Long-term aspirin use in cardiovascular disease prevention may result in gastrointestinal bleeding. Although proton pump inhibitors (PPI) have been shown to reduce the risks of peptic ulcers and dyspeptic symptoms in long-term aspirin users in the randomized controlled trials, there are safety concerns about the long-term use of PPI. What is the safety and efficacy of PPI in patients using aspirin in long term for prevention of cardiovascular diseases and stroke? We searched MEDLINE, EMBASE, CENTRAL, CINAHL, ProQuest, and relevant references from inception through February 2015, and used random-effects model for meta-analysis. A total of 10 publications from 9 studies (n = 6382) were included in the meta-analysis.
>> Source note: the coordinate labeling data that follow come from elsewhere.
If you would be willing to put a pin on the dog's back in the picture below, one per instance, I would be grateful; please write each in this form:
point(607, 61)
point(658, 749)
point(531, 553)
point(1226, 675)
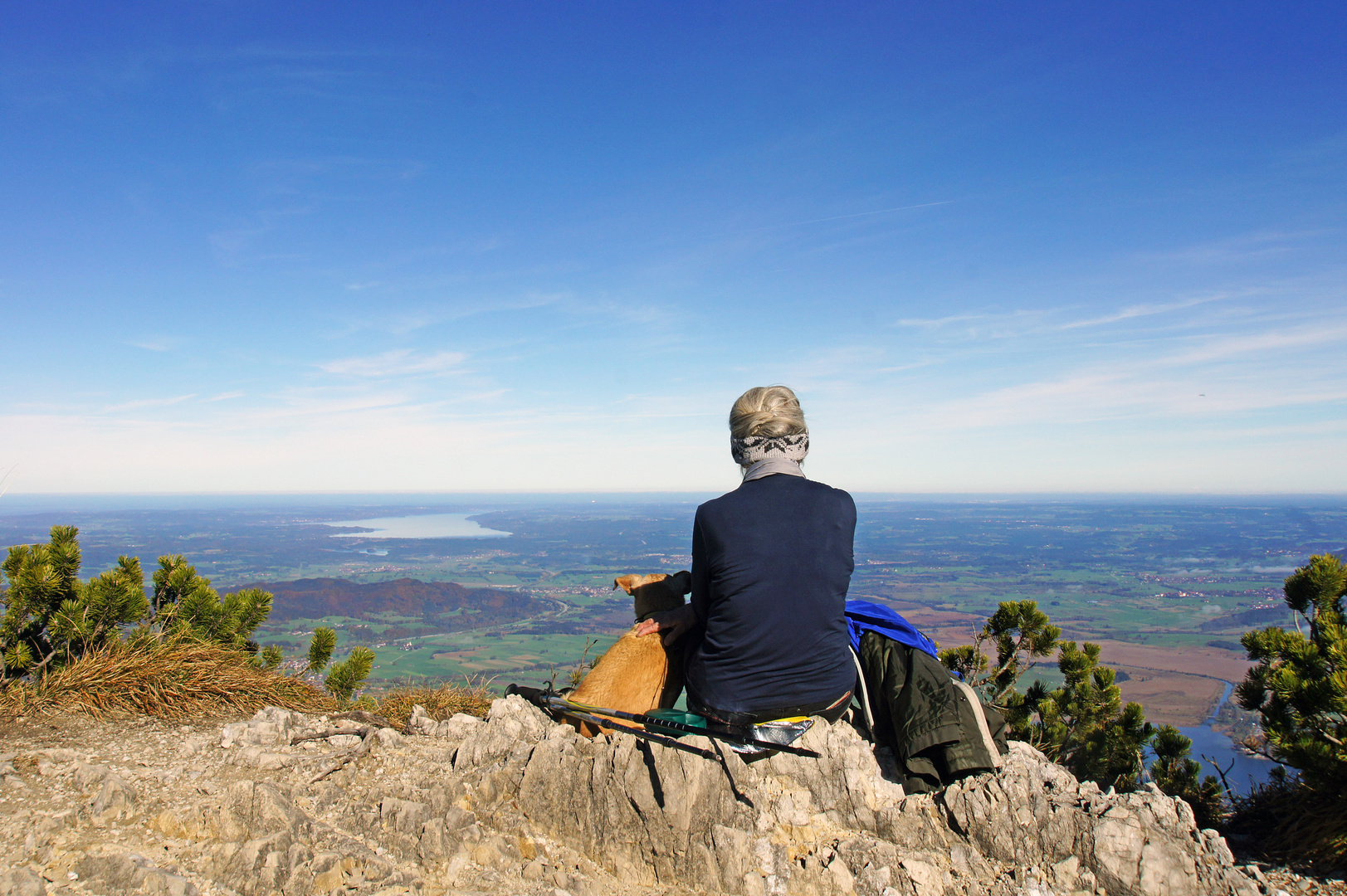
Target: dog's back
point(637, 674)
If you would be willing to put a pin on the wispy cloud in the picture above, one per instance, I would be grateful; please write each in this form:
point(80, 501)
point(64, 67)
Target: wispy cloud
point(1140, 311)
point(396, 363)
point(147, 403)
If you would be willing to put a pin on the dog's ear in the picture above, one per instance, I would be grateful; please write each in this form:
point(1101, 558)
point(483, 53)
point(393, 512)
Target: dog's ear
point(631, 582)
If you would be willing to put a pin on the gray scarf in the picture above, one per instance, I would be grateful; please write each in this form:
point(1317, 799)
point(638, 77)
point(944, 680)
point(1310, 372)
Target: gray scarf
point(771, 466)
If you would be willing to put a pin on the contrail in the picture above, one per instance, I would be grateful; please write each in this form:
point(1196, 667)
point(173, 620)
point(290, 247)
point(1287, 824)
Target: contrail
point(858, 215)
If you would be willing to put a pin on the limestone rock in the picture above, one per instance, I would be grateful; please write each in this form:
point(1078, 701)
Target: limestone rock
point(516, 803)
point(421, 723)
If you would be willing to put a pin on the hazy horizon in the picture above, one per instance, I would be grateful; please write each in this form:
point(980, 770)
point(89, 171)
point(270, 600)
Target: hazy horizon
point(480, 247)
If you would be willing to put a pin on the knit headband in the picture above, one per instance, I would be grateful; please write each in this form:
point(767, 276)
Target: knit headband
point(760, 448)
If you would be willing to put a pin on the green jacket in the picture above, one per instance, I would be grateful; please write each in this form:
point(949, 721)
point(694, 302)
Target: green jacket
point(927, 717)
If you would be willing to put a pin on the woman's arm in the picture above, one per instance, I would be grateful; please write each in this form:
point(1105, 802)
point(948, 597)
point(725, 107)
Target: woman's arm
point(675, 624)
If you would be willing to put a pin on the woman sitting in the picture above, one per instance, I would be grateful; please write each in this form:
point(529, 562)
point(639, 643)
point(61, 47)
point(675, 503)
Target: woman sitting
point(765, 634)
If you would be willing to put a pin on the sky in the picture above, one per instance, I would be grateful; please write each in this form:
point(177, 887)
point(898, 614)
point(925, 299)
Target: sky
point(527, 247)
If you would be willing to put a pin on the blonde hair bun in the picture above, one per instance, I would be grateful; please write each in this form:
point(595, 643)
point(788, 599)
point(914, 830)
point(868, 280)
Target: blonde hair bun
point(767, 410)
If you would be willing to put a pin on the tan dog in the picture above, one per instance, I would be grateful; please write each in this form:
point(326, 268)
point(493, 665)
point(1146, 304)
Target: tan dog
point(637, 674)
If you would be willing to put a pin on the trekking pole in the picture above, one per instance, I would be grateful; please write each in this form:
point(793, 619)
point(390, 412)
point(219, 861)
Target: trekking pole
point(546, 702)
point(650, 736)
point(717, 732)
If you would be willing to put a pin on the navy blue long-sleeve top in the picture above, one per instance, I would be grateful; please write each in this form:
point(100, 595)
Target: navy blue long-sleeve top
point(771, 566)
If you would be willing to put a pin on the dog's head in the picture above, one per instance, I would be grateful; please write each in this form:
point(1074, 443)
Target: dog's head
point(655, 593)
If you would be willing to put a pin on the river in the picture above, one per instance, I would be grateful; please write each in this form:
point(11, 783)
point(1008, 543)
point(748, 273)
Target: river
point(1247, 771)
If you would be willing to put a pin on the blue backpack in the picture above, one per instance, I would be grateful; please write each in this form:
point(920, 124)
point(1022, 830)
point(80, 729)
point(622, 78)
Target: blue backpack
point(864, 616)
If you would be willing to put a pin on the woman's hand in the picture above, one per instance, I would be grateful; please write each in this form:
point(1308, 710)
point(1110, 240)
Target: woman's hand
point(672, 623)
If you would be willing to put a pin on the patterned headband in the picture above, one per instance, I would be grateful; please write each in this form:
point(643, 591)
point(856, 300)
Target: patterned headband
point(760, 448)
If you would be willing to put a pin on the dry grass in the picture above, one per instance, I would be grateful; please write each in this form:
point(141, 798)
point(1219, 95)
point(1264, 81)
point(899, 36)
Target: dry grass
point(1290, 822)
point(168, 679)
point(439, 702)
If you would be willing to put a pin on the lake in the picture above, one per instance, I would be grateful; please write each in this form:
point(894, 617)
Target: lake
point(419, 526)
point(1247, 771)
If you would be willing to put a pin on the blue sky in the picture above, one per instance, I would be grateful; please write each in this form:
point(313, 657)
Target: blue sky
point(534, 247)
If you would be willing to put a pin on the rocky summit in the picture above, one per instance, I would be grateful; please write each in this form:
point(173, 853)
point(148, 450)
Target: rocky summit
point(520, 805)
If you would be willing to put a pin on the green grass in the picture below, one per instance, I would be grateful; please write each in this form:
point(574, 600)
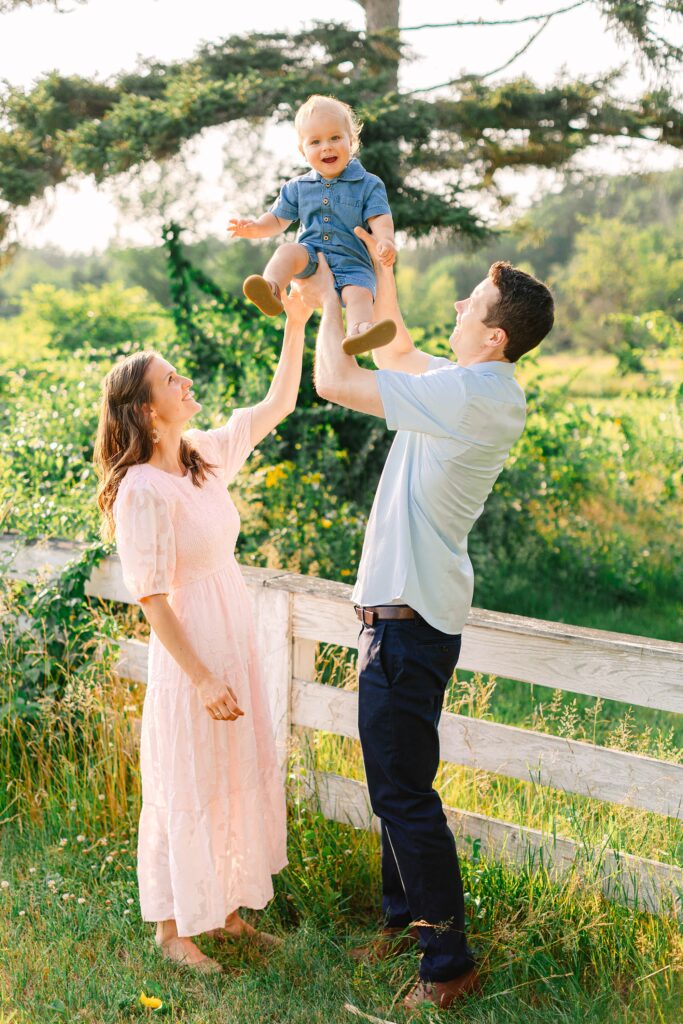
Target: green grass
point(549, 954)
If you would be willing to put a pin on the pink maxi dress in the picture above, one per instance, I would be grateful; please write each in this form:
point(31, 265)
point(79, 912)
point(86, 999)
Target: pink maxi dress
point(212, 827)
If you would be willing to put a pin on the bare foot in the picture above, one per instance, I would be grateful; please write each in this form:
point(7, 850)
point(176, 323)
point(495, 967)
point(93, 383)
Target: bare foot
point(183, 950)
point(360, 328)
point(236, 928)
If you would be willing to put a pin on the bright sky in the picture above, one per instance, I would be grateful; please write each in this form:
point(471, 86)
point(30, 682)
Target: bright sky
point(107, 36)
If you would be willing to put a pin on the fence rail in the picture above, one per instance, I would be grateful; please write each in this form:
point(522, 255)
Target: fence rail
point(294, 613)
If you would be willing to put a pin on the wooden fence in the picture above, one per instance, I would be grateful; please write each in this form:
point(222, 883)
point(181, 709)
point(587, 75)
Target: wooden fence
point(294, 613)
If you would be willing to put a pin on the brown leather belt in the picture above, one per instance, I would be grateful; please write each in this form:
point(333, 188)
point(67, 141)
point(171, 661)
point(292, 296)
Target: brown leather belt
point(370, 615)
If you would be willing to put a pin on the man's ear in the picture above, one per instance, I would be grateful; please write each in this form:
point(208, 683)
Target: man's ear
point(497, 339)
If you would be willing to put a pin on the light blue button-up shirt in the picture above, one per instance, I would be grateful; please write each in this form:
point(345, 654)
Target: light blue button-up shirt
point(456, 426)
point(329, 209)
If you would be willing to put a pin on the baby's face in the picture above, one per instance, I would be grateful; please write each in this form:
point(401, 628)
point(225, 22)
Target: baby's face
point(326, 143)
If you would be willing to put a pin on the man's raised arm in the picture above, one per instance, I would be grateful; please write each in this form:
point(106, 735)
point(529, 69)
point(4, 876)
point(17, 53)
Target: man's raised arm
point(400, 353)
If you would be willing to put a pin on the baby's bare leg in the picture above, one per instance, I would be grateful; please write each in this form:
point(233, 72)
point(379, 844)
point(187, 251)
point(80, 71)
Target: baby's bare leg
point(288, 259)
point(361, 334)
point(264, 292)
point(358, 302)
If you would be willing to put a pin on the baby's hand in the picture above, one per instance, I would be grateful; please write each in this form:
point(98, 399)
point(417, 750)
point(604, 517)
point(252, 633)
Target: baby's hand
point(386, 252)
point(244, 228)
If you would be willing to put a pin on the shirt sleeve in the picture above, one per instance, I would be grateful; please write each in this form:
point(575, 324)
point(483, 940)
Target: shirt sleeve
point(229, 445)
point(376, 201)
point(287, 204)
point(429, 403)
point(144, 539)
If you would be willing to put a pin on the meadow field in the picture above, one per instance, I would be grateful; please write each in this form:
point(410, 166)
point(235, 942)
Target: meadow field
point(584, 527)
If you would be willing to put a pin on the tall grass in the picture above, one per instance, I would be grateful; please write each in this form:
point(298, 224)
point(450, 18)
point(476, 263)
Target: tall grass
point(76, 949)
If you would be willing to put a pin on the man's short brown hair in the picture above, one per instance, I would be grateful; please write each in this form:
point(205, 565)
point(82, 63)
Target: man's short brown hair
point(525, 309)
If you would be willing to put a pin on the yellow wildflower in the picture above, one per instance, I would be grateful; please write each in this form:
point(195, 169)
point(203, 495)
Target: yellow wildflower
point(153, 1001)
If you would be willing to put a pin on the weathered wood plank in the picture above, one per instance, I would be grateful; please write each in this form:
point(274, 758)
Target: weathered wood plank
point(623, 878)
point(622, 668)
point(615, 776)
point(273, 632)
point(617, 667)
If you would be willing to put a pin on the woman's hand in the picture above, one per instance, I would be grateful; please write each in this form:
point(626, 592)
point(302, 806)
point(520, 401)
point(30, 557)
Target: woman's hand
point(298, 312)
point(218, 698)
Compared with control, PPI reduced the risks of peptic ulcers [risk ratio (RR): 0.19; 95% confidence interval: 0.13-0.26; P < 0.00001], gastric ulcers [0.24 (0.16-0.35); P < 0.00001], duodenal ulcers [0.12 (0.05-0.29); P < 0.00001], bleeding ulcers [0.22 (0.10-0.51); P = 0.0004], and erosive esophagitis [0.14 (0.07-0.28); P < 0.00001]. PPI increased the resolution of epigastric pain [1.13 (1.03-1.25); P = 0.01], heartburn [1.24 (1.18-1.31); P < 0.00001], and regurgitation [1.26 (1.13-1.40); P < 0.0001], but did not increase the risks of all-cause mortality [1.72 (0.61-4.87); P = 0.31], cardiovascular mortality [1.80 (0.59-5.44); P = 0.30], nonfatal myocardial infarction/ischemia [0.56 (0.22-1.41); P = 0.22], ischemic stroke/transient ischemic attack [1.09 (0.34-3.53); P = 0.89] and other adverse events. The PPI seems to be effective in preventing peptic ulcers and erosive esophagitis and in resolution of dyspeptic symptoms without increasing adverse events, cardiac risks or mortality in long-term aspirin users.